Thanks for the update. The cellulitis can be draining in itself, I had in my stomach just before being diagnose but it sounds like you hubby has gotten a nasty bout of it.
It's good to hear that your husband is willing to have a routine, perhaps he is like me and works better with a fixed routine.
Do encourage him to join us on the forums, he will get lots of support and this is the best place to learn about his new lifestyle. If I could make changes then anyone can and I now feel so much better, I'm healthier with diabetes than I was for many years before being diagnosed.
Tell him his new friends on Diabetes Forums were asking for him!
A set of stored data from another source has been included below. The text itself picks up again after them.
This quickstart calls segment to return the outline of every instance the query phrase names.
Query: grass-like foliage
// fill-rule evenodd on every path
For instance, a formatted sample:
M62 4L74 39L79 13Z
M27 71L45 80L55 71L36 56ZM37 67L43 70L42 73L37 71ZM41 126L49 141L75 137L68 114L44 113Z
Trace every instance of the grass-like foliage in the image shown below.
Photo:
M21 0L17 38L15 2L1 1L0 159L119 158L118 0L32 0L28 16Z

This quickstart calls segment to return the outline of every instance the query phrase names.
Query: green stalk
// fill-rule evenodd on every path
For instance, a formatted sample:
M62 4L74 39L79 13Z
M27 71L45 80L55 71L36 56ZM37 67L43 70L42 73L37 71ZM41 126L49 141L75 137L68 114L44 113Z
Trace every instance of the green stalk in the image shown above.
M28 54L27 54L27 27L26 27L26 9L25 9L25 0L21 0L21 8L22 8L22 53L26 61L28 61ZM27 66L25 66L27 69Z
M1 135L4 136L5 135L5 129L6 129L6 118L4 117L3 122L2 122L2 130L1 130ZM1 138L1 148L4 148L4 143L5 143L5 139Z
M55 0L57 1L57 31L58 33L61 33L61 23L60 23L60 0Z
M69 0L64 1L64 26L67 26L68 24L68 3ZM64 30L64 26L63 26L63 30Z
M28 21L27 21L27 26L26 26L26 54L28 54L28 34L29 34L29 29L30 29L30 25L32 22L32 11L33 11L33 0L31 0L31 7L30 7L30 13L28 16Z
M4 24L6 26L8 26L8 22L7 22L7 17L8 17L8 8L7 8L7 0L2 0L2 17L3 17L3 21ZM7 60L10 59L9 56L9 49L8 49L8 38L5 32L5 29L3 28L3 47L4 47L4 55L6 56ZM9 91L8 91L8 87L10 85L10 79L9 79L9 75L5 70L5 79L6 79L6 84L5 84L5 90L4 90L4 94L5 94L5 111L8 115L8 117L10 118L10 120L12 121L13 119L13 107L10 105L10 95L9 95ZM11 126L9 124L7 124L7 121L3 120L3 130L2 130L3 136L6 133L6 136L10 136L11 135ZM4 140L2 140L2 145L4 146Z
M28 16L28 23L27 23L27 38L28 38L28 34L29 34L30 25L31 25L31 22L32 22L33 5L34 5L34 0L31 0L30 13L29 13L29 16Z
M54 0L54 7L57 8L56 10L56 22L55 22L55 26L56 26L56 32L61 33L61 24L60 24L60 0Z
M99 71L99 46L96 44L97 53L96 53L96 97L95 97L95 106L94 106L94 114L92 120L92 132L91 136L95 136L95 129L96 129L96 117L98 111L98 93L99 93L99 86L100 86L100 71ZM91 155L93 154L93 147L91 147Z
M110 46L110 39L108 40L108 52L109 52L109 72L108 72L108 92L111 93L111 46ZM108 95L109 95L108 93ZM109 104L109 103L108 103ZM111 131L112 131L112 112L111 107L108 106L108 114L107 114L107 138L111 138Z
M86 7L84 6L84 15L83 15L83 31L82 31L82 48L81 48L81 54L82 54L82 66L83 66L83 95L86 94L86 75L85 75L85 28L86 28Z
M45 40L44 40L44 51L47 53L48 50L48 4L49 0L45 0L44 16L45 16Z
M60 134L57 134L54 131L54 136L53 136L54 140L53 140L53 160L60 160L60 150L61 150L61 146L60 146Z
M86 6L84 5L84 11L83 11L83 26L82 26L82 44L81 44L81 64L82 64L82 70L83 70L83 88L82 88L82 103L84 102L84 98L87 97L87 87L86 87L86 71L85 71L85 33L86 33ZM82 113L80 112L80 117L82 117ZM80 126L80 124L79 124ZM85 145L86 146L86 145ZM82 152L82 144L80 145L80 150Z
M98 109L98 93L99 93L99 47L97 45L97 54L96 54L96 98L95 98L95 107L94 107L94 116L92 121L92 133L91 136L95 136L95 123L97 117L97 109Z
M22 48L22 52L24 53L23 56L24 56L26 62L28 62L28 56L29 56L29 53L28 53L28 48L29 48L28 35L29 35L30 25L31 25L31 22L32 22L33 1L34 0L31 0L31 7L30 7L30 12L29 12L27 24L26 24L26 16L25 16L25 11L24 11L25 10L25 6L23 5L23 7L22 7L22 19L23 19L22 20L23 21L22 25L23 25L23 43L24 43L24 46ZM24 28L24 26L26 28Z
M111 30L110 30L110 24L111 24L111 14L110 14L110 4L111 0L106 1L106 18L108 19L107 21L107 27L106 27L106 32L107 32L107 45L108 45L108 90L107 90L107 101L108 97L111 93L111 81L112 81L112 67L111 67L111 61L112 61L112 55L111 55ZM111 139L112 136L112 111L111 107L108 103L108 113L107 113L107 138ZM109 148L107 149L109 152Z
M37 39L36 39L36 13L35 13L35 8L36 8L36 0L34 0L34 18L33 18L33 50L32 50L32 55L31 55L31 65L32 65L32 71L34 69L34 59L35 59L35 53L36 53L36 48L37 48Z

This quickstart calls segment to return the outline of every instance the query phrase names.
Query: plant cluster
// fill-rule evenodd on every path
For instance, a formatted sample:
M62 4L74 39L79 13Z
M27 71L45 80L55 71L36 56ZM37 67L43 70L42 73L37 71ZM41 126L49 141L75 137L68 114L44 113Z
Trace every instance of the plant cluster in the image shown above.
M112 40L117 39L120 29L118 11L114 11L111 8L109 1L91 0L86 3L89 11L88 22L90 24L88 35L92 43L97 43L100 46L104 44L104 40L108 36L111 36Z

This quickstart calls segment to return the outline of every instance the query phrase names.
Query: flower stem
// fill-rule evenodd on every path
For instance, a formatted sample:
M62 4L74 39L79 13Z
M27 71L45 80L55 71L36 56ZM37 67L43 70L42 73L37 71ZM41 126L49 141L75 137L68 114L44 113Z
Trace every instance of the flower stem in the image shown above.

Make sure to take care of yourself, eat and rest, having a loved one in hospital can be very tiring.
Kim_in_TN
09-16-2008, 08:51 AM
So glad to hear that your hubby is getting help that he needs and seems to be truly wanting to change!
georgepds
09-16-2008, 03:24 PM
....I am relieved to hear the Doctor tell him that he is no longer going to survive without insulin shots given 4 times throughout the day. My husband is seemingly willing now to have a routine....
I'm so glad there is hope of a change for you
As to people who refuse medical treatment.. you just never know where it will happen. I know a family of doctors ( surgeon father, radiologist daughter) who refuse dental treatment. They extract their own teeth when the problem reaches a crisis... go figure
Scrabblechick
09-17-2008, 03:06 PM
Donaleigh, I'm convinced that NOTHING wears you out, physically, mentally and spiritually, like having a loved one in the hospital. I know where you're coming from. However, I'm very glad to hear your husband didn't have any kind of gangrene, and that his doctor has taken a no-nonsense approach with him.
Keeping you and your hubby lifted up in prayer.